I’m an itinerant. In the inevitable picking-over that happens when a relationship dies, someone has to lose out. I lost my flat. My lovely (mouldy), well-situated (tiny), rooftop (freezing) flat. I’m without boyfriend, without home. Cue violins.
My mother says that I’ll always have a home with her, but her home is unfortunately not in Cork or anywhere near it – let’s just say that I can’t take the 232 in every day. In between jaunts to Cork, where I sleep on the sofa in what used to be my home and stays in my hometown, where my brother sleeps in what used to be my room, I have to regularly travel to Dublin for work.
This has its advantages, like getting to say, breezily, ‘Oh, I split my time between Cork and Dublin’ to easily impressed men in the pub. It also has its disadvantages. I may develop a stress and sofa-induced hiatal hernia.
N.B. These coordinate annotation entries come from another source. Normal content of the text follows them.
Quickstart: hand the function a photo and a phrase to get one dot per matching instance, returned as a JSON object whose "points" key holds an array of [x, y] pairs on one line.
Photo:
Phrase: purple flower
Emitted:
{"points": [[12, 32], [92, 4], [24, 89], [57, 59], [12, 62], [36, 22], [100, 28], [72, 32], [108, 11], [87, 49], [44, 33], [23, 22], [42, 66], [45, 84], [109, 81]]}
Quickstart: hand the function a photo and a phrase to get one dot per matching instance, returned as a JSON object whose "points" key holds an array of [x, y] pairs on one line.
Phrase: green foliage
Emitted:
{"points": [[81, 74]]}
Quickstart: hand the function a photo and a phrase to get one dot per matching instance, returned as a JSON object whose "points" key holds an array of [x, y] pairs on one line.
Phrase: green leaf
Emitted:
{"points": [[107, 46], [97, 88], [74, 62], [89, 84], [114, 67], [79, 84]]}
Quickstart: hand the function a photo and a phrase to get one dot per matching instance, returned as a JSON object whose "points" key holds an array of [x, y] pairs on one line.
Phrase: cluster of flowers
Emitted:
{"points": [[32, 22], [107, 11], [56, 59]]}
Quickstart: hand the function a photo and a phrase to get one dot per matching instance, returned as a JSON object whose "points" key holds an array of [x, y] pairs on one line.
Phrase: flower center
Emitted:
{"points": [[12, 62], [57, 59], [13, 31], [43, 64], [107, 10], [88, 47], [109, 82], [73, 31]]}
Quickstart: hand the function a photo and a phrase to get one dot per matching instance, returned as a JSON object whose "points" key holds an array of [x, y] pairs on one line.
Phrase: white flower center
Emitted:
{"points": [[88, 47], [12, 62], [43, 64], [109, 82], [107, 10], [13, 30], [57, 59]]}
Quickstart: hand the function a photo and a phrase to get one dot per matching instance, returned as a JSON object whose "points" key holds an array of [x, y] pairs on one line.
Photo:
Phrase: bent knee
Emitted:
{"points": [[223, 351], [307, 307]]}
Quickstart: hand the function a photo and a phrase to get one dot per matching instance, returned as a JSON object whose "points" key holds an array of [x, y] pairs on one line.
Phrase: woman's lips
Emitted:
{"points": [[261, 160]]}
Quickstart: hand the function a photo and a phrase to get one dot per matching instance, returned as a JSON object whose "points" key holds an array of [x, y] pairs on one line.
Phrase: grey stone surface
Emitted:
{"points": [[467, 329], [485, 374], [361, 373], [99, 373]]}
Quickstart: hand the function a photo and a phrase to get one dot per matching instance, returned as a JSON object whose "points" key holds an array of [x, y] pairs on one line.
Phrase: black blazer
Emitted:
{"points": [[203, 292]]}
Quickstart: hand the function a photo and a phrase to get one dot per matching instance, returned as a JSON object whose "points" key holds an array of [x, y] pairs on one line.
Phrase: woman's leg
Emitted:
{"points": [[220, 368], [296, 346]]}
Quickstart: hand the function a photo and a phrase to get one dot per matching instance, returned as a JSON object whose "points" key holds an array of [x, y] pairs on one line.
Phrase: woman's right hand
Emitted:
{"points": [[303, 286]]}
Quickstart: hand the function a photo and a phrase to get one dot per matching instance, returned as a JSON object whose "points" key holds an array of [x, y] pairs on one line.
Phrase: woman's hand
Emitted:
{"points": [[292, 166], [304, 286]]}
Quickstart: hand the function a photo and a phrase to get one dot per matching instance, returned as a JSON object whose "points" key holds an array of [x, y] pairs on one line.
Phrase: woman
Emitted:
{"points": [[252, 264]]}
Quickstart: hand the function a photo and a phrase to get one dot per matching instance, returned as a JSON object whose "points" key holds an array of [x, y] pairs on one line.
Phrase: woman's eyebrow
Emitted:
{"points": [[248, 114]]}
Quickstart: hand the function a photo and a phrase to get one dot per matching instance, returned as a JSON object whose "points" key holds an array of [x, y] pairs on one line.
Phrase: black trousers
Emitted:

I also live out of a bag.
For the past three, no, four weeks I have been wearing and occasionally laundering the same clothes. Four sleeveless tops from Zara; two white, two grey. One black Agnes b cardigan. One black Topshop tux jacket. One grey Topman sweatshirt. One pair of indigo jeans from Penneys. One white lace dress with black leather collar and cuffs. One pair of black cut-out ankle boots, one pair of black and white Adidas low-tops and one pair of (in a shock twist) black leather heels.
You’d excuse me for making a bad pun about all the colour being leached out of my life, you really would. But it hasn’t. The colour has just vanished from my wardrobe. It’s not a grand symbolic statement. For one thing, the bag I use is a vibrant, crimson, overripe tomato red, so I’m at a loss as to what that might signify.
Black, white, grey. It’s all I wear. In the past month, these few things have taken me to Dublin, Barcelona, Dublin, Hometown, Cork, Hometown, Cork, Dublin, Cork and right back to Hometown. The versatility of these colours and shapes hypnotise me, keep me tranquilised. I forget that I have a wardrobe at all, let alone items of clothing that contain two or more different colours.
Black, white, grey. They’re like Valium. You get so used to it that you don’t care about anything else. The clothes are doing all the hard work for you, so you can concentrate on getting from one place to the other. Do work, pay bills, meet friends. Sleep. Repeat. Descend into monosyllables. Refuse to let any external embellishment meander through life, which can so easily devolve into a series of functions without the joy of colour.
Black, white, grey. They’re just functional colours. That’s all I need my clothes to do at the moment. Look nice. Be comfortable. Don’t embarrass me. Life is complicated enough already.